A: Some of the valuations are quite high as well. So, we have been very selective in what we have been buying, but again, it is not really where I feel that we are going to say that is the definite winner because you do not know the outcome and we certainly not experts on this. So, I am just going to have to wait. Even if I miss the share price between now and the monsoons, that is okay, because you know the earnings momentum is going to be there and you might be paying a higher price-earnings ratio (P/E) than you are today, but you are taking less risk.
Reema: On the subject of non-banking financial companies (NBFC), they have already rallied so much like SKS Microfinance or an Ujjivan Financial. It has gone up about 70-80 percent from its issue price. Is it too late to enter into the NBFC game?
A: It is obviously when you see those kinds of share price rises, then it is obviously a little bit more fearful. So, there is only correction then probably a good time to be looking to the NBFCs, but we are holding on to what we hold.
Reema: But holding on is a lot easier than entering in at these levels.
A: I would probably be a little wary of rushing in at the moment and that said the global factors are supportive at the moment. They could turn with any fears on Brexit. You never know, and of course, if the monsoons are bad then everything changes. So, a consolidation around here as we go along the next month or so with the monsoons and it is probably where we would be.
Sonia: So tell us a little bit about your own Alpha Fund. How much are you long, how much are you shot and what has changed since the last time we spoke?
A: We deployed more money since the last time, so we are about 50 percent hedged at the moment. On the basis that we could get a little bit of volatility, not much but a little bit of volatility and that is where we will probably keep adding as we go through the month and as we get more comfort on the monsoon as it progresses.
Sonia: So, you will continue to buy on dips in this market, if the monsoon progresses well?
A: Yes.
Reema: What will be your Nifty target?
A: In terms of the Nifty target, once I can get clarity on the monsoons, I will be able to give you a better idea. What we are thinking now is that our earnings forecast of 5-10 percent, if the monsoons are good, then that could easily increase and that could be the kind of increase we are expecting in the Nifty for the full year. So, 10 percent at the moment is if you take from the beginning of the year and then it could go higher depending on the earnings upgrades we get.

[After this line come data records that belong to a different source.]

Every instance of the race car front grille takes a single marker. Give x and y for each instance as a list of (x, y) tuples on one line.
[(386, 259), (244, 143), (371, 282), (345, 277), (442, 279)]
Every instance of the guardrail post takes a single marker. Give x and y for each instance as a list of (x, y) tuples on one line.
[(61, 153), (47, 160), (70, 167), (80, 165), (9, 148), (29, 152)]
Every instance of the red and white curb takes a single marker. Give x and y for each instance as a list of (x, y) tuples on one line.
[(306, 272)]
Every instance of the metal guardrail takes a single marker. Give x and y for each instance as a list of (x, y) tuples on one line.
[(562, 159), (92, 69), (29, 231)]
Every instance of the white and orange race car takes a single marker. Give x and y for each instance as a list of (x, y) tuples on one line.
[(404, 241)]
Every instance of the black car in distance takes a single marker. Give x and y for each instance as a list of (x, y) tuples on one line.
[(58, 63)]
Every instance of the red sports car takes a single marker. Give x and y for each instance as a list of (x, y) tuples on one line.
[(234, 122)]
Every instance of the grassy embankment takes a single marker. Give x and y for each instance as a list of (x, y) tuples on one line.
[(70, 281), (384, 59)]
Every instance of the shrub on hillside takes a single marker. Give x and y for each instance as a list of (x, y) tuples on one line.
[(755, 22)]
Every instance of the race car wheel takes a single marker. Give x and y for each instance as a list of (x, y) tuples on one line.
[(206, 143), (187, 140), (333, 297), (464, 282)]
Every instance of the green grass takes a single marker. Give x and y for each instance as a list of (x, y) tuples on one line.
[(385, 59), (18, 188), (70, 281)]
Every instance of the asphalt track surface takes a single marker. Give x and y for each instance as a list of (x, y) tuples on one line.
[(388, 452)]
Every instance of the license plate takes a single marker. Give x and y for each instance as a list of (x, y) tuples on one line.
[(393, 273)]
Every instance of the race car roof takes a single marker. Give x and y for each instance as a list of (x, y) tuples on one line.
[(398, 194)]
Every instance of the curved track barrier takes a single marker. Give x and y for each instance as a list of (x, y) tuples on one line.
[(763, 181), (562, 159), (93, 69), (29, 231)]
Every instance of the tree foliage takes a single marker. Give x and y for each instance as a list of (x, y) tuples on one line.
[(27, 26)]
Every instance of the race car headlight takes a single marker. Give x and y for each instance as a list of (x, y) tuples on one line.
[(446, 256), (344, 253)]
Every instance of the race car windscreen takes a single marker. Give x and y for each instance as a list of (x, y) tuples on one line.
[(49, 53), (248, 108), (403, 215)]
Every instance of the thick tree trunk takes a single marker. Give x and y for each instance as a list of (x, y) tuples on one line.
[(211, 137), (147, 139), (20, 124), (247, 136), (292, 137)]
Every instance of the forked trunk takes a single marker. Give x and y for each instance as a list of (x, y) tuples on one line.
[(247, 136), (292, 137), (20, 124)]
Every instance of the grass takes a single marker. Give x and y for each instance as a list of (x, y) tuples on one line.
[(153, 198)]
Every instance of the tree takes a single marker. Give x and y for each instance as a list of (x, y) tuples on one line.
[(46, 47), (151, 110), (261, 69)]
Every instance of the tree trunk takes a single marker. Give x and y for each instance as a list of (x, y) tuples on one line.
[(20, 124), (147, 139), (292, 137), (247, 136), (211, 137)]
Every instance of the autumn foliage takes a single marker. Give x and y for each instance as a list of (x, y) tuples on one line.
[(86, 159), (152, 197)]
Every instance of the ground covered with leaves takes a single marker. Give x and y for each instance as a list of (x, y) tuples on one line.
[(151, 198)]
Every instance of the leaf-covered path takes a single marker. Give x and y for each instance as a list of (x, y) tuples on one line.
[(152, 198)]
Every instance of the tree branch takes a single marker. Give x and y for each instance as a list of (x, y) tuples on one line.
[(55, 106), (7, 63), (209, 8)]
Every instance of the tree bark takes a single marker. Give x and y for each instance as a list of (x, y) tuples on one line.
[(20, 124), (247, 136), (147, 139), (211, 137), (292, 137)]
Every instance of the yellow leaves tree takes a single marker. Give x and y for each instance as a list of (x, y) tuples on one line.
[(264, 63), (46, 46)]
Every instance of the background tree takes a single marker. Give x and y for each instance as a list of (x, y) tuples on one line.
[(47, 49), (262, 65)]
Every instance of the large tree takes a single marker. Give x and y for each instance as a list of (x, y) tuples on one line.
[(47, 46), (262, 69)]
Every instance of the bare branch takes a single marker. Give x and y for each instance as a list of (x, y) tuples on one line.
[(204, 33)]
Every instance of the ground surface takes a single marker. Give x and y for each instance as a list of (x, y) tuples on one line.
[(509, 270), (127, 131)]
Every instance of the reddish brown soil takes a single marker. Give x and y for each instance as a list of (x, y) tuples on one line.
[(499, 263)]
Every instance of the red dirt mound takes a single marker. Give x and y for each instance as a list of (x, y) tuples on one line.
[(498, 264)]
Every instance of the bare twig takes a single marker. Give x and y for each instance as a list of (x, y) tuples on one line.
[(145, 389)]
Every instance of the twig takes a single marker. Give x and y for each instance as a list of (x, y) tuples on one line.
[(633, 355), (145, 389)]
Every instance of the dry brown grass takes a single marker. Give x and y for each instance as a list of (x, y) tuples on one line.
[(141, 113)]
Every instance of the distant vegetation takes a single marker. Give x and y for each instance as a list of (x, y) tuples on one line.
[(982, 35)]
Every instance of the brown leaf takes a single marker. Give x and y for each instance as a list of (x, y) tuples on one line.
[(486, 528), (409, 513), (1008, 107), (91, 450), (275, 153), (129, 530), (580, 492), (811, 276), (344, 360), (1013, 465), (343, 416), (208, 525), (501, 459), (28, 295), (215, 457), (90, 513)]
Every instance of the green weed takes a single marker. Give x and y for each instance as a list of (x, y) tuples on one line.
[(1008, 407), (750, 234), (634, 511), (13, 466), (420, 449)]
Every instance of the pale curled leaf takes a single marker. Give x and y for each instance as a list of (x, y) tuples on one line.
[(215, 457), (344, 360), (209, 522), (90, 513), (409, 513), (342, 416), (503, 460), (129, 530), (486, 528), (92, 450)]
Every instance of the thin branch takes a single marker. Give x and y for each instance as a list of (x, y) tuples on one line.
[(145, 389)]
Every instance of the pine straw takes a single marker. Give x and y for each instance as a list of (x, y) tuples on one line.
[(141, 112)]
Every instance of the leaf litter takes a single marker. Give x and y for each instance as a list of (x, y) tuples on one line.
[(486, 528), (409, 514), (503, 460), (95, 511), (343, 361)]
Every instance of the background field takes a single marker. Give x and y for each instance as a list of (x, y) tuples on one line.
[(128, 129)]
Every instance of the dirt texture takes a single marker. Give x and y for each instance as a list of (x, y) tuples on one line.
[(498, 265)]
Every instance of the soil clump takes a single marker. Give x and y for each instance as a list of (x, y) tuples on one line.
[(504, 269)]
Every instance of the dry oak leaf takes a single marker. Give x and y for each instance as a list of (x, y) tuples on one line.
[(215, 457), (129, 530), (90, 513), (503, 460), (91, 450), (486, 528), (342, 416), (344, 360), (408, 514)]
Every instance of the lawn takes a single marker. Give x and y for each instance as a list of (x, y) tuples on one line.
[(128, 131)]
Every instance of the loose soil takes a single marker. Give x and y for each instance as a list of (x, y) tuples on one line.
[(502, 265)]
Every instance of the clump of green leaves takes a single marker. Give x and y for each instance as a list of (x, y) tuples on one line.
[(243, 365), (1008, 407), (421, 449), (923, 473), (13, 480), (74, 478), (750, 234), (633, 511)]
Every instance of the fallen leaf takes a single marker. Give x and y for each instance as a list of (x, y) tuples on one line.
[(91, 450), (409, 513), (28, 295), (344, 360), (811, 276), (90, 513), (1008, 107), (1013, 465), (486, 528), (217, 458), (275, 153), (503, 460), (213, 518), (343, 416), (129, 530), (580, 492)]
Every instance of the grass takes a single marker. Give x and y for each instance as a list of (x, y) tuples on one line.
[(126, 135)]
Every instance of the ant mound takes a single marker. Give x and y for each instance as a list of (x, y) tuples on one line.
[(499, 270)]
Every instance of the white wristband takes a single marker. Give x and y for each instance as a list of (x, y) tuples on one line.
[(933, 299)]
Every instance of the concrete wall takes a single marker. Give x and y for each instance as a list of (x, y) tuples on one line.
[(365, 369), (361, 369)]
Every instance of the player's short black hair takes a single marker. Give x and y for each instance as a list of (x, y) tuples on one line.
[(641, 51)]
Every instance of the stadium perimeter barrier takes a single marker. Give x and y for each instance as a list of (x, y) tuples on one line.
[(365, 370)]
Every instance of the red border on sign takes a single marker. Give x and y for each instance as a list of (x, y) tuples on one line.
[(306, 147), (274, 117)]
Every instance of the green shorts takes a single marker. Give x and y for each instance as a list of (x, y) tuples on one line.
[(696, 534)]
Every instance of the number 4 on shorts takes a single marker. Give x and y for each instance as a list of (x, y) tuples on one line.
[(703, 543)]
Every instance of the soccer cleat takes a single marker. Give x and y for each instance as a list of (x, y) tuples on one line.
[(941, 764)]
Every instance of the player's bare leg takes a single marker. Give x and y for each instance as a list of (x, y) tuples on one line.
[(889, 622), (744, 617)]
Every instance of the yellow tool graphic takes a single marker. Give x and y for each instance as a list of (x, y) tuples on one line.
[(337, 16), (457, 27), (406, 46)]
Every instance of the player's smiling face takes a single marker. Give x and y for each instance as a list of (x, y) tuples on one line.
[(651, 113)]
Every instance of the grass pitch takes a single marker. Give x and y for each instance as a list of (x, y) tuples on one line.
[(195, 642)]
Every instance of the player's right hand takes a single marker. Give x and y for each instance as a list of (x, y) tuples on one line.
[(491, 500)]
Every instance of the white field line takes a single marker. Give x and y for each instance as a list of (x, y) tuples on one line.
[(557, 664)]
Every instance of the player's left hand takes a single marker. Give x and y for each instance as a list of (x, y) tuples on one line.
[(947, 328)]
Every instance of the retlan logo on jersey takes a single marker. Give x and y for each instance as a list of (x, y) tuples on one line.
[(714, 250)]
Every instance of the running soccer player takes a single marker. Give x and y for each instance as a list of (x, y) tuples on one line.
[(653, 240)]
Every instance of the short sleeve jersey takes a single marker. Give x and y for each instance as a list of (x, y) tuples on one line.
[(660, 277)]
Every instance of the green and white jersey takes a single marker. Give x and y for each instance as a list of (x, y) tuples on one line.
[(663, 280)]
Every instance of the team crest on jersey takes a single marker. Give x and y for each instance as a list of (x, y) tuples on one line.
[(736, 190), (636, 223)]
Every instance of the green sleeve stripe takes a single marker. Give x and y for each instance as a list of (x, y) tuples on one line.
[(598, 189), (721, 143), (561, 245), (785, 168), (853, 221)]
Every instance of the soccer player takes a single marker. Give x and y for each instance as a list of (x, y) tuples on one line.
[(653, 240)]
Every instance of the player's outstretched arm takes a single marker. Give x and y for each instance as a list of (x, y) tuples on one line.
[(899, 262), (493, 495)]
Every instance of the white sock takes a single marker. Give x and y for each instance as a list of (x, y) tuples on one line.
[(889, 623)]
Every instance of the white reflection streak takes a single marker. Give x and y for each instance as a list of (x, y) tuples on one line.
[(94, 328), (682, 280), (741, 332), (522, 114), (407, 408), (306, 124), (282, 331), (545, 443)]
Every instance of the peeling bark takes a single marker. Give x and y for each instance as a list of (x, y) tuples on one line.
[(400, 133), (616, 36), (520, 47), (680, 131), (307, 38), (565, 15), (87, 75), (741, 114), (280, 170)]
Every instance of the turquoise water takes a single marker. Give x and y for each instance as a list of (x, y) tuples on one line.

Sonia: What about the downside? Where do you think it is protected, because the consensus view seems to be that any global turbulence will not cause more than a 10 percent downside, but sometimes, the market does not oblige consensus, as we know. Do you think there is a big downside in store or do you think it is protected somewhere around this 7,800-7,900 level?
A: Where the downside is, as far as we are concerned is that it has to be a China kind of problem which will take markets down by that much. And that would be where the fear would come from. Fears over Japan and Europe continue to persist but unlikely to take your markets down so far. If China comes out and says growth is a lot worse than people are expecting at the moment, then that would have an implications globally and that is where you could see markets fall anywhere up to 10 percent then and then you have to really see what happens to the currency markets, what is happening to commodity prices to get a feel for what could happen in terms of is that 10 percent just 10 percent or is it going to be more. So, at the moment, 10 percent does not sound unreasonable, but it has to be China and I do not think it is any other event at the moment.